The task_args.py utility helps extract the task arguments for the default (that is, exec) entry point style. The utility also constructs sqlalchemy URLs for the different databases, which might be configured with SCDF (currently only MariaDB is tested). Check the getdburl() implementation.

For python_task.py to act as a Data Flow task, it needs to be bundled in a Docker image and uploaded to DockerHub. The following Dockerfile illustrates how to bundle a Python script into docker image:

FROM python:3.7.3-slim

RUN apt-get update
RUN apt-get install build-essential -y
RUN apt-get install libmariadbclient-dev -y
RUN pip install mariadb
RUN pip install sqlalchemy

ADD python_task.py /
ADD util/* /util/

ENTRYPOINT ["python","/python_task.py"]
CMD []

It installs the required dependencies and adds the task script(s) (for example, ADD python_task.py) and utilities (under the util folder).

Leave the command empty ([]) and set the entry point explicitly.

Build

Checkout the sample project and navigate to the polyglot-python-task folder:

git clone https://github.com/spring-cloud/spring-cloud-dataflow-samples
cd ./spring-cloud-dataflow-samples/dataflow-website/recipes/polyglot/polyglot-python-task/

Build the Docker image and push it to DockerHub:

docker build -t springcloud/python-task-with-status:0.1 .
docker push springcloud/python-task-with-status:0.1

Tip: replace springcloud with your docker hub prefix.

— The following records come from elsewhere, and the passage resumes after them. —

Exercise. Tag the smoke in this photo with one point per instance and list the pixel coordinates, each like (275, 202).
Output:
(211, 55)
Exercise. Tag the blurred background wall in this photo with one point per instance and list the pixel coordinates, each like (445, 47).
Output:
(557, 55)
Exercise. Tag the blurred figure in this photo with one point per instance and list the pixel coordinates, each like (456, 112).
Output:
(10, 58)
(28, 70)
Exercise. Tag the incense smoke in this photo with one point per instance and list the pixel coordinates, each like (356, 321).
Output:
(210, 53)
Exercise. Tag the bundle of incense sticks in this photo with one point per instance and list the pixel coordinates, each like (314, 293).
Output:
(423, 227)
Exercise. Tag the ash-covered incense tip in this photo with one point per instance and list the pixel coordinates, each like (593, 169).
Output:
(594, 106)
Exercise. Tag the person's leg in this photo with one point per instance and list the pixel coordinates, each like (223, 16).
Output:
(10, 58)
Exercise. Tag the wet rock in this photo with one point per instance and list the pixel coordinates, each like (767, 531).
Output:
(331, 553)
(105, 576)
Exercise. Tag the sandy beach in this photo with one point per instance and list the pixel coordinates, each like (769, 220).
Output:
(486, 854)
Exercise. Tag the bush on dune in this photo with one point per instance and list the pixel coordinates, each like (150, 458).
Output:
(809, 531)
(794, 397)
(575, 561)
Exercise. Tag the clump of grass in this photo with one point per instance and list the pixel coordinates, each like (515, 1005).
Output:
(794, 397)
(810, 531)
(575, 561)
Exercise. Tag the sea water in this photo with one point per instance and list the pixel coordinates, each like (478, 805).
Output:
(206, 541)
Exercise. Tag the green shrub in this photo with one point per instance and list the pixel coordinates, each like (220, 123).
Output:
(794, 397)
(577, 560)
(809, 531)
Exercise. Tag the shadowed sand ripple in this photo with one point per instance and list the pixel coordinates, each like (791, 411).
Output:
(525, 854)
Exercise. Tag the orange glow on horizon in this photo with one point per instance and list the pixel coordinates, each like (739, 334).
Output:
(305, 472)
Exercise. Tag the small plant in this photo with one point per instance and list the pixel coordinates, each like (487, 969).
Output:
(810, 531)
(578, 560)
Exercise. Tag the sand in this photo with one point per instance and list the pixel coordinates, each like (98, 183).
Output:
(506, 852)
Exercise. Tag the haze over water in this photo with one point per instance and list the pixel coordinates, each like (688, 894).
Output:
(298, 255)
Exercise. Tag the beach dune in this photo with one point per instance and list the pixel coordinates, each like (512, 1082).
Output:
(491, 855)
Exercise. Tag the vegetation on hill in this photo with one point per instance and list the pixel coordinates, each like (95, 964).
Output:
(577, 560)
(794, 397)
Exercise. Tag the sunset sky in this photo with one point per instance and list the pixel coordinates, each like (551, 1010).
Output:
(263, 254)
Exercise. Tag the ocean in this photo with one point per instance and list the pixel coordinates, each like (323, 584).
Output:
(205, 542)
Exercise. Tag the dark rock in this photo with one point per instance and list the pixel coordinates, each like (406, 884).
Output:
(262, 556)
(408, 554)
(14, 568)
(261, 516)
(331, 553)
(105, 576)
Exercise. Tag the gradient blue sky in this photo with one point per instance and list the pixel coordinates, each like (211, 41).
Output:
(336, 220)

app register --type task  --name python-task-with-status --uri docker://springcloud/python-task-with-status:0.1

Deployment

Follow the installation instructions to set up Data Flow on Kubernetes.

Create and launch the Python script as a Data Flow Task:

task create --name python-task --definition "python-task-with-status"
task launch --name python-task

Use kubectl get all and kubectl logs -f po/python-task-XXXXXX to monitor the output of the task. Use the Data Flow UI/task or shell (task list) to monitor the status of the python-task.

On successful task launch, you should see the following report in your Data Flow Task UI:

Successful Python Tasks

Launch the python-task again, with the --error.message=MyTestError launch argument (to simulate an error):

task launch --name python-task --arguments "--error.message=MyTestError"

The second task execution (#2) fails, as shown in the Data Flow Task UI:

Python Tasks Failure

Use with Composed Tasks

With the provided task status management, you can use the Docker and Python tasks in Composed Tasks.

The following example defines a parallel task execution:

task create compose2 --definition "<pp1: python-task-with-status || pp2: python-task-with-status>"
task launch --name compose2

The preceding example would launch the python-task twice in parallel, as follows:

Parallel Composite Polyglot Tasks

Conversely, the following composed task launches the defined tasks in sequence:

task create sequence1 --definition "t1: timestamp && python-task-with-status && t2: timestamp”
task launch --name sequence1

Sequence Composite Polyglot Tasks